Robot, versioni micro rilasciano i farmaci dove servono

Provate un po’ a far arrivare quantità sufficienti di principio attivo di un farmaco esattamente nelle cellule in cui deve esprimere al massimo il suo potenziale. Ci sono aree del corpo umano in cui l’accesso ai medicinali diventa davvero complesso e questo comporta difficoltà a curare la patologia, a meno di non programmare quantitativi di farmaco che potrebbero portare ad effetti collaterali sistemici.

In un prossimo futuro, forse, per risolvere problemi di questo tipo potrebbero pensarci navicelle ultrapiccole, veri e propri microrobot capaci non solo di funzionare da trasportatori per rilasciare principi attivi dove necessario, ma anche di svolgere interventi chirurgici senza bisturi, direttamente sulle cellule. A realizzare, almeno in teoria ma già con qualche prova sperimentale su modelli animali, questa sorta di copia di film di fantascienza di qualche decennio fa, sono gli ingegneri dell’Università del Colorado Boulder, coordinati da Jiin Lee.

Sulla rivista scientifica Small gli esperti descrivo infatti il loro modello di robot semovente, capace di viaggiare all’interno di liquidi biologici come il sangue e potenzialmente in grado di rilasciare farmaci nei “santuari” inaccessibili del corpo, laddove far giungere le cure è davvero complesso.

Le caratteristiche di questi specifici microbot (robot minuscoli), che ovviamente non sono gli unici in fase di studio, sono impressionanti, ovviamente in chiave di ultrapiccolo.
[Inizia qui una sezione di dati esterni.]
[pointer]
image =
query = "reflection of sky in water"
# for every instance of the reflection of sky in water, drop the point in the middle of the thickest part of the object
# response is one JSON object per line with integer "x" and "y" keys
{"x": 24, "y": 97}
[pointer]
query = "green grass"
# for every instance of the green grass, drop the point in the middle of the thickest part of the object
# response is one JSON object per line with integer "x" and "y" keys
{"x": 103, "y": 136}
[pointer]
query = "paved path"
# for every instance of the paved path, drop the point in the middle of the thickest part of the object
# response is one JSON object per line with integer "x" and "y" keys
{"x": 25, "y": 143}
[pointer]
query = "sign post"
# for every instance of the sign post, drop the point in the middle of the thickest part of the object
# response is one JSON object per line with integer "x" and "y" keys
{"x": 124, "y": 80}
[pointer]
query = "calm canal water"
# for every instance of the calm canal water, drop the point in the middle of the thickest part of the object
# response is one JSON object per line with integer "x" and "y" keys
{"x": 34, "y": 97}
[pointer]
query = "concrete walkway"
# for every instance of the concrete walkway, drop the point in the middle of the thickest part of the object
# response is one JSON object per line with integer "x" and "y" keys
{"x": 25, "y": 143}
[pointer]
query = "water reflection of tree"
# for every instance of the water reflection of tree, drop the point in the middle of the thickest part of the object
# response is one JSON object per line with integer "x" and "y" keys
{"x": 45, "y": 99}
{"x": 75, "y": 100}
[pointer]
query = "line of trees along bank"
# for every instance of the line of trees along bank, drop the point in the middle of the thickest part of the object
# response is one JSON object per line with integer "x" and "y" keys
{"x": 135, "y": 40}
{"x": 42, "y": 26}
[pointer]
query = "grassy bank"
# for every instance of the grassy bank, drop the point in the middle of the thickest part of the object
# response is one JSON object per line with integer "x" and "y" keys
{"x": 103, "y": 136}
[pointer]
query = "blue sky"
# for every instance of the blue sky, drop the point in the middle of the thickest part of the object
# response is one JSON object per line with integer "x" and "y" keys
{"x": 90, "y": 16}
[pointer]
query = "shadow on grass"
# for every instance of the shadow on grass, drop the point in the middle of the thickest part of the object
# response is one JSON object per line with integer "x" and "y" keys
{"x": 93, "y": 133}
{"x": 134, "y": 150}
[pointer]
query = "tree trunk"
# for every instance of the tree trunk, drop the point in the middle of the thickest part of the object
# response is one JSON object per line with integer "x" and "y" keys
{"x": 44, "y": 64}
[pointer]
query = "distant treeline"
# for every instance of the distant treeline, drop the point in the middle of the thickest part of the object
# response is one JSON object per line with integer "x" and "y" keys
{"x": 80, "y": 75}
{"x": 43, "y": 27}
Pensate che ogni navicella trasportatrice arriva ad essere larga solo 20 micrometri, ben meno di un pelo umano, e riesce a viaggiare a circa 3 millimetri al secondo. Sul fronte fisico, ogni micronavicella trasporta una piccola bolla d’aria intrappolata, che, una volta esposta ad ultrasuoni, vibra e quindi favorisce l’avanzamento del robot. 

Viste le dimensioni, siamo di fronte ad un vero e proprio missile velocissimo che si muove nell’organismo e potrebbe rappresentare un possibile device futuro per la cura di patologie complesse come la cistite interstiziale. Specie nella forma refrattaria, questa patologia è legata ad un’infiammazione cronica, davvero difficile da spegnere. Alla base del quadro ci sarebbe una sorta di “debolezza” progressivamente sempre più grave della parete interna della vescica, quella che sta a contatto con l’urina che si raccoglie in questo naturale contenitore del liquido biologico.

Verrebbero quindi a mancare le strutture protettive, per cui basta che l’urina contenga dei composti potenzialmente “aggressivi” per la parete dell’organo per scatenare un processo infiammatorio. Ed è proprio l’infiammazione cronica il target terapeutico di colpire, influendo direttamente sull’urotelio, il tessuto di rivestimento interno della vescica e del tratto urinario. Alla fine, il quadro clinico è caratterizzato dal dolore nella zona della pelvi.  Il medico può proporre una serie di trattamenti.

Ma risolvere la situazione è difficile. I micro robot potrebbero consentire proprio questo. Nello studio sugli animali i piccolissimi robot sono stati “caricati” di un cortisonico, il desametasone, per farlo giungere nella zona vescicale. Anche se inizialmente si sono dispersi nei vari organi, una volta giunte a contatto con l’epitelio della vescica le navicelle sono riuscite a rilasciare lentamente il farmaco, coprendo un tempo ampio di somministrazione.

La speranza è che questi meccanismi possano essere poi replicati nell’uomo, per offrire una copertura terapeutica sempre più significativa e prolungata per la patologia. Attenzione però ci vorrà del tempo. Bisogna arrivare a rendere le navicelle completamente biodegradabili, e quindi in grado di sparire autonomamente nell’organismo senza che ci siano residui. Al momento siamo solo di fronte a veri e propri tentativi per aprire la strada al futuro, che non è dietro l’angolo. Ma che si annuncia davvero interessante. Grazie ai microrobot. Quando saranno capaci di aggirarsi, con obiettivi presici, nell’organismo. E ci aiuteranno a curarci!